According to ETFGI, assets invested in ETFs/ETPs listed in the US decreased by US$55.28bn during March 2018. The decrease of 1.58%, from US$3.4tr at the end of February 2018 to US$3.4tr at the end of March, also represents the worst monthly growth in assets since February 2018, which saw a monthly decrease of 3.99% from US$3.6tr to US$3.4tr.

At the end of March 2018, the US ETF industry had 1,873 exchange-traded funds (ETFs), assets of US$3.3tr, from 119 providers on three exchanges. At the end of March 2018, the US ETF/ETP industry had 2,180 ETFs/ETPs, assets of US$3.4tr, from 138 providers on three exchanges. The majority of these flows can be attributed to the top 20 ETFs by net outflows, which collectively have suffered US$51.7bn during 2018. The SPDR S&P 500 ETF Trust (SPY US) on its own accounted for net outflows of $14.5bn.

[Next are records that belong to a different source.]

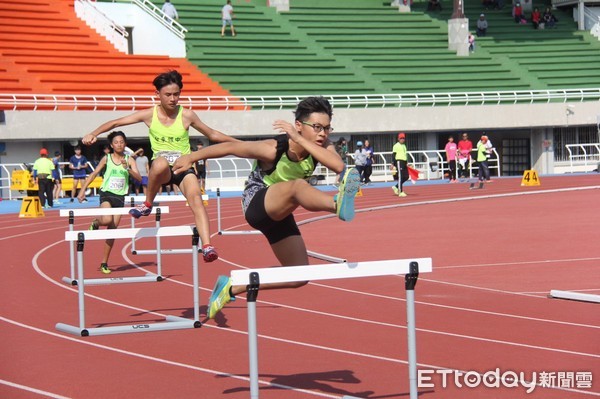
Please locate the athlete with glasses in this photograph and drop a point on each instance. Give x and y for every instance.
(277, 186)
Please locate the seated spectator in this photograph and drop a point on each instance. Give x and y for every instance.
(518, 12)
(481, 26)
(549, 19)
(536, 18)
(433, 4)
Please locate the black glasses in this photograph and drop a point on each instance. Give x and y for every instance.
(319, 128)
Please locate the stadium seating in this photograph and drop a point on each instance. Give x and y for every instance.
(46, 49)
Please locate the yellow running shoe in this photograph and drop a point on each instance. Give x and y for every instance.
(220, 296)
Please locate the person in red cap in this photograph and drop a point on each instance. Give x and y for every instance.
(401, 159)
(42, 174)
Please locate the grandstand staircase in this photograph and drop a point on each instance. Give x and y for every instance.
(46, 49)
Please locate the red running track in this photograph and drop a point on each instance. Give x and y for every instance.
(497, 253)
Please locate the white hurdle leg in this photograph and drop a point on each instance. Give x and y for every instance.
(253, 278)
(172, 322)
(411, 330)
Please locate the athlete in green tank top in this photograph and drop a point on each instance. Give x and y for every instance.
(115, 185)
(169, 125)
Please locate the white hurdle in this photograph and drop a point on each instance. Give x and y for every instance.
(158, 199)
(252, 278)
(173, 322)
(71, 213)
(574, 296)
(313, 254)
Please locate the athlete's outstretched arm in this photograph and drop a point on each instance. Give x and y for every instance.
(263, 150)
(212, 134)
(137, 117)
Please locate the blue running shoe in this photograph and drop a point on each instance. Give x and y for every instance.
(220, 296)
(344, 199)
(140, 210)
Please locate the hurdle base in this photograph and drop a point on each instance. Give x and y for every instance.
(237, 232)
(174, 251)
(148, 278)
(574, 296)
(171, 323)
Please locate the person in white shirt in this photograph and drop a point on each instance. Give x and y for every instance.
(169, 10)
(227, 18)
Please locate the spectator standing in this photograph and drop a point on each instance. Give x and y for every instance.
(201, 167)
(118, 167)
(518, 13)
(369, 164)
(42, 174)
(482, 159)
(482, 26)
(143, 166)
(471, 40)
(169, 10)
(536, 18)
(78, 164)
(451, 149)
(360, 160)
(56, 175)
(341, 147)
(549, 19)
(401, 159)
(227, 18)
(465, 146)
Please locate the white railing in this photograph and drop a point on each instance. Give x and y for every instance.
(101, 23)
(583, 157)
(74, 102)
(161, 17)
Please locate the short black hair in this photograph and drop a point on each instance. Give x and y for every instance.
(312, 105)
(116, 133)
(166, 78)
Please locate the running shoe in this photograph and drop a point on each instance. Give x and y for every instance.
(220, 296)
(209, 253)
(140, 210)
(95, 225)
(344, 199)
(104, 268)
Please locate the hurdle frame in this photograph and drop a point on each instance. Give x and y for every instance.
(574, 296)
(71, 213)
(252, 278)
(171, 322)
(132, 199)
(220, 231)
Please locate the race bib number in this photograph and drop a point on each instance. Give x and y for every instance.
(116, 183)
(170, 156)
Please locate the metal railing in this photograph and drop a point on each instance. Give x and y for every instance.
(583, 155)
(116, 34)
(158, 15)
(74, 102)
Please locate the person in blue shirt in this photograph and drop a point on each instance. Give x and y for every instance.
(78, 164)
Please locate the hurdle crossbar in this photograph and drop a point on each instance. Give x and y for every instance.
(71, 213)
(172, 322)
(253, 278)
(575, 296)
(132, 199)
(313, 254)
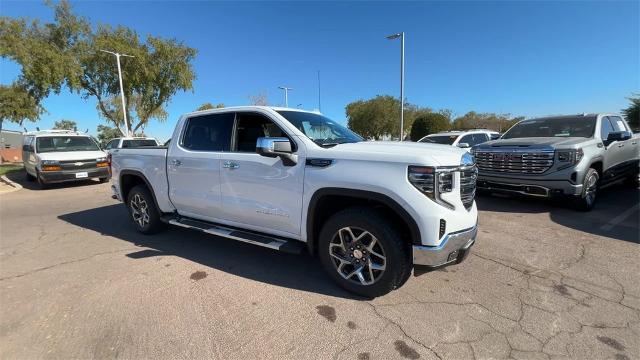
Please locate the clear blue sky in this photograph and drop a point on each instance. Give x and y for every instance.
(523, 58)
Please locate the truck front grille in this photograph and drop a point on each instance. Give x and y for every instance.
(514, 162)
(468, 177)
(78, 164)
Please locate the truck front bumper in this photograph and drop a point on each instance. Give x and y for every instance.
(529, 187)
(453, 249)
(70, 175)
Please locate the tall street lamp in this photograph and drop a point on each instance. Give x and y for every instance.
(401, 37)
(124, 109)
(286, 94)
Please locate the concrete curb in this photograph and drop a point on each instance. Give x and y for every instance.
(11, 183)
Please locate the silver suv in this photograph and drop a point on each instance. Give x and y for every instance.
(560, 156)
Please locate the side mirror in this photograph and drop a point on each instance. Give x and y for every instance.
(617, 136)
(277, 147)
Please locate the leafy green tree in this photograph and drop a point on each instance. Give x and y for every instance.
(65, 125)
(474, 120)
(632, 113)
(208, 106)
(106, 133)
(17, 105)
(66, 53)
(380, 117)
(429, 123)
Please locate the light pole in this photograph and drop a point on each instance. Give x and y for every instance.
(393, 37)
(124, 109)
(286, 94)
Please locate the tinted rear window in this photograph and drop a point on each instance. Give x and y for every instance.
(440, 139)
(209, 132)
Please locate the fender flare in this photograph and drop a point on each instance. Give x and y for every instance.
(141, 175)
(362, 195)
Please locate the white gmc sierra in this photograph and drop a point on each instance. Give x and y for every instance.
(282, 178)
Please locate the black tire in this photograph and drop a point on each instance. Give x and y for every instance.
(29, 177)
(41, 182)
(140, 198)
(397, 263)
(587, 199)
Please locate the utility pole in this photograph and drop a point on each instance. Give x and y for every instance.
(319, 107)
(286, 94)
(124, 108)
(401, 37)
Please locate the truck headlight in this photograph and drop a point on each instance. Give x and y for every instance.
(571, 156)
(432, 182)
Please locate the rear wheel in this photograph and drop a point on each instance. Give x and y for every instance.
(143, 211)
(587, 199)
(363, 252)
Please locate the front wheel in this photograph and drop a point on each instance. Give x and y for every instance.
(143, 211)
(363, 252)
(587, 199)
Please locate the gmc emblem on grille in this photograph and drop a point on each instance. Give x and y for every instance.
(500, 157)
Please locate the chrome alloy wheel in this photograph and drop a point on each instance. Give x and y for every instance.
(139, 210)
(592, 188)
(357, 255)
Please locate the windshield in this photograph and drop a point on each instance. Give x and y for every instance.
(553, 127)
(65, 143)
(440, 139)
(322, 130)
(138, 143)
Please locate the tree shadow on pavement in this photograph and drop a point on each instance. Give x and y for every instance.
(20, 177)
(301, 272)
(616, 214)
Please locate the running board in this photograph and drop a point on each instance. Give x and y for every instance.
(271, 242)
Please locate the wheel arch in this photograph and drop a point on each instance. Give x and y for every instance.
(130, 178)
(327, 201)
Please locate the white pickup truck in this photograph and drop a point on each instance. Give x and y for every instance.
(288, 180)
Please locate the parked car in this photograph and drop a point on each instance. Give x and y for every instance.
(54, 156)
(280, 178)
(462, 139)
(130, 142)
(560, 156)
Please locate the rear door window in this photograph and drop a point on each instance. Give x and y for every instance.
(605, 128)
(210, 132)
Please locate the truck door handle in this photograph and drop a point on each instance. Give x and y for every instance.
(230, 165)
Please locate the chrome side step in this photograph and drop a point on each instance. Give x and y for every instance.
(268, 241)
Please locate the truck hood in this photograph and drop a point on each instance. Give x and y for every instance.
(71, 155)
(533, 143)
(395, 151)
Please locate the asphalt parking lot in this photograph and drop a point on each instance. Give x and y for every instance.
(543, 281)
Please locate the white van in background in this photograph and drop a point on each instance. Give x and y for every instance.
(462, 139)
(53, 156)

Equity ETFs/ETPs listed in the US suffered net outflows of US$8.3bn during March, bringing net inflows for 2018 to US$43.5bn, which is less than the US$96.3bn in net inflows at this point last year. Fixed income ETFs and ETPs gathered net inflows of US$4.05bn, growing net inflows for 2018 to US$12.6bn, which is less than the US$32.3bn in net inflows at this point last year. During March investors chose to move from US Equity ETFs to fixed income and commodities products, according to ETFGI.

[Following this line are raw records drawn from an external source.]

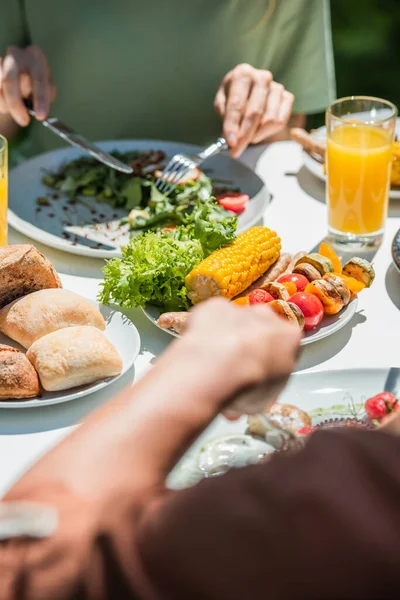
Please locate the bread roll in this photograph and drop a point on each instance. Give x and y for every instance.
(18, 378)
(74, 356)
(29, 318)
(23, 270)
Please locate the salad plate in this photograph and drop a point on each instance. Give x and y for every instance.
(317, 168)
(87, 227)
(323, 395)
(328, 326)
(124, 336)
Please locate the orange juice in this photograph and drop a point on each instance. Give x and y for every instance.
(3, 211)
(359, 161)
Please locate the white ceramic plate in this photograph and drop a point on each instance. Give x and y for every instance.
(317, 168)
(329, 325)
(121, 332)
(324, 395)
(50, 225)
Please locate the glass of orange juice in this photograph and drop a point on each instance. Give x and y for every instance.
(360, 132)
(3, 191)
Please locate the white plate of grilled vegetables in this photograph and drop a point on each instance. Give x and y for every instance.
(314, 291)
(321, 400)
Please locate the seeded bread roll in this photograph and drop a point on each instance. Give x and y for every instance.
(23, 270)
(18, 378)
(29, 318)
(72, 357)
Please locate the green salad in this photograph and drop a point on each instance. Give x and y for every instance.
(146, 207)
(154, 265)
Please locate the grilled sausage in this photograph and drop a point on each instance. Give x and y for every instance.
(176, 321)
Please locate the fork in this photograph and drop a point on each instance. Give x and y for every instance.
(181, 164)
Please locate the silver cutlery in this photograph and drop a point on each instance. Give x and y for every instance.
(75, 139)
(392, 383)
(181, 164)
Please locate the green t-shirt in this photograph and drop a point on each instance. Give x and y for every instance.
(150, 68)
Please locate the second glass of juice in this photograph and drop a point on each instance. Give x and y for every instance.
(3, 191)
(360, 132)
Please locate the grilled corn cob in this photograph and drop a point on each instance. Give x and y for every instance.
(229, 271)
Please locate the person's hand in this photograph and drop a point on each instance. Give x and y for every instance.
(23, 73)
(253, 107)
(238, 347)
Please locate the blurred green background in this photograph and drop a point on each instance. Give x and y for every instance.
(366, 40)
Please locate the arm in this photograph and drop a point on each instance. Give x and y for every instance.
(254, 108)
(109, 474)
(321, 524)
(145, 431)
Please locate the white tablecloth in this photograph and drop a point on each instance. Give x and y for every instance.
(298, 213)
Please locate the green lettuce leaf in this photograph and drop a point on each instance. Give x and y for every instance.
(152, 270)
(212, 225)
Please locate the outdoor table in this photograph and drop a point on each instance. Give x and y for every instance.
(298, 213)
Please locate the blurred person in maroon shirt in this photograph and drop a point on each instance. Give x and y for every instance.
(323, 523)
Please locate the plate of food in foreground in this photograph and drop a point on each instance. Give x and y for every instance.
(314, 291)
(55, 345)
(314, 145)
(310, 402)
(73, 203)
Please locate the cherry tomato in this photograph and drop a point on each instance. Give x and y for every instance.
(260, 297)
(306, 430)
(243, 301)
(290, 286)
(299, 280)
(381, 405)
(311, 307)
(233, 201)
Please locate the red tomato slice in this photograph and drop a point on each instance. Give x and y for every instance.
(233, 201)
(311, 307)
(260, 297)
(300, 281)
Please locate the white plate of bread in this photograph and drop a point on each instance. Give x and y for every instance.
(55, 345)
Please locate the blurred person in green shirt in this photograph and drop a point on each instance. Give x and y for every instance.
(169, 69)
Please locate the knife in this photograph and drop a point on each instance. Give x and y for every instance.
(392, 382)
(75, 139)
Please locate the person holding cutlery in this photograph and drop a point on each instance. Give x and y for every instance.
(154, 69)
(93, 519)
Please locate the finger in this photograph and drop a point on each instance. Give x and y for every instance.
(254, 111)
(13, 64)
(231, 415)
(286, 109)
(220, 101)
(237, 97)
(25, 82)
(41, 87)
(270, 121)
(267, 130)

JP Morgan debuts Swiss trackers

The ETF segment at Switzerland's Six exchange is gaining another high-profile provider following the launch of the first tracker funds by JP Morgan Asset Management. This takes the number of ETF providers available via Six to a new high of 24, and the number of ETFs to a record 1,352.

The new products include two active ETFs - the first to be listed with Six in two years. The new JP Morgan Asset Management products listed with Six include 'a diversified investment in bonds with very short maturities from a broad spectrum of corporate and government issuers with good ratings (investment-grade); an investment in emerging market bonds; an ETF on short-dated euro-denominated government bonds; and a solution that targets hedge fund-like returns through the use of derivatives'.

Global X deploys Solactive 'driverless' vehicles index

Global X has licensed the Solactive Autonomous & Electric Vehicles Index, to be used as the basis for the Global X Autonomous & Electric Vehicles ETF (DRIV) listed on the Nasdaq stock exchange.

The ETF tracks the performance of companies involved in the production of electric or hybrid vehicles and the development of self-driving technology, via Artis, a proprietary algorithm-based screening tool developed by Solactive. Artis - acronym for Algorithmic Theme Identification System - makes use of systems such as natural language processing to select companies that have best exposure to specific themes.

Industry forecasts show that the market for electric vehicles and autonomous driving will accelerate in the upcoming years, supported by factors such as climate regulation, technological advancements, consumer preferences, and falling costs, according to Solactive.

DWS expands suite of dividend income trackers

Xtrackers has launched three new dividend ETFs that include a quality filter as part of the securities selection process. The Xtrackers Morningstar US Quality Dividend Ucits ETF, the Xtrackers Morningstar Global Quality Dividend Ucits ETF and the Xtrackers MSCI World High Dividend Yield Ucits ETF have listed on the Deutsche Börse and the London Stock Exchange.

All three new ETFs utilise quality screening to tilt towards securities with attractive fundamentals as well as sustainably high dividends. The index methodology for the Xtrackers MSCI World High Dividend Yield Ucits ETF screens out stocks with weak fundamentals based on return-on-equity, earnings variability and debt-to-equity, while also filtering out stocks with a negative or extremely high pay-out ratio and stocks that do not have a track record of persistent dividend payments.

The two Xtrackers ETFs tracking Morningstar indices take a different approach, utilising proprietary Morningstar analysis based on the firm's Economic Moat research methodology, which aims to build a picture of the fundamental health of a company inclusive of intangible factors such as brand impact, as well as other factors. The Morningstar quality screening therefore aims to look beyond accounting metrics.